Morales is the most prolific male swimmer in college history, winning 11 NCAA titles, an all-time record. An Academic All-America in his senior year of 1987, he led the Cardinal to three straight NCAA team championships (1985-87). In 1986 he set the world record in the 100-meter butterfly which stood for nine years. He also ran a community service program for high school students and upon his graduation in 1987 he was named co-winner of the Al Masters award, the university's highest honor for athletic performance, leadership and academic excellence.

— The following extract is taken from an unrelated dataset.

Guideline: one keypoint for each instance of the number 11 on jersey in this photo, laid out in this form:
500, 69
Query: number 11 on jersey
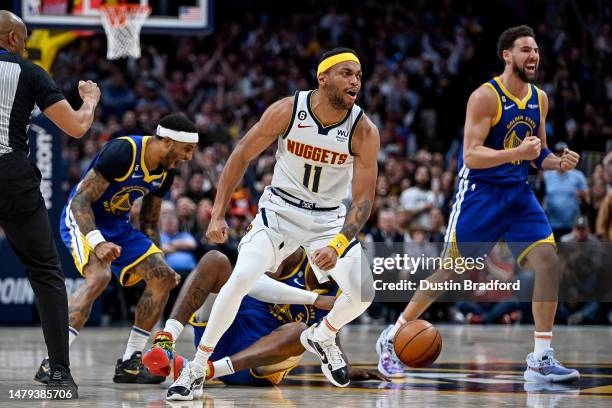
315, 181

At the 1984 Olympics in Los Angeles, Morales won a gold medal in the 400-meter medley relay and silver medals in the 100-meter butterfly and 200-meter individual medley. After graduation he came up short in his bid to make the '88 Olympic team, an event which spurred him on to even greater heights. In the 1992 Barcelona Olympics, at age 27 and following a three-year layoff during which he attended law school, Morales won a gold medal in the 100-meter butterfly, capping one of the most remarkable comeback stories in Olympic history. The '92 US swim team captain, he also won gold in the 400-meter medley relay. For his accomplishments he was named the 1992 United States Olympic Committee Sportsman of the Year and was a finalist for the Sullivan Award as the nation's top amateur athlete. He was elected to the International Swimming Hall of Fame in 1998.

In 1994, Morales earned his law degree from Cornell University and then worked in San Jose as a legal clerk in personal injury and tort litigation. He returned to swimming as assistant men's coach at Stanford for the 1997-98 season, helping Stanford win the '98 NCAA swimming title. In April of that year he was named head women's swimming coach at San Jose State, a position he still holds today.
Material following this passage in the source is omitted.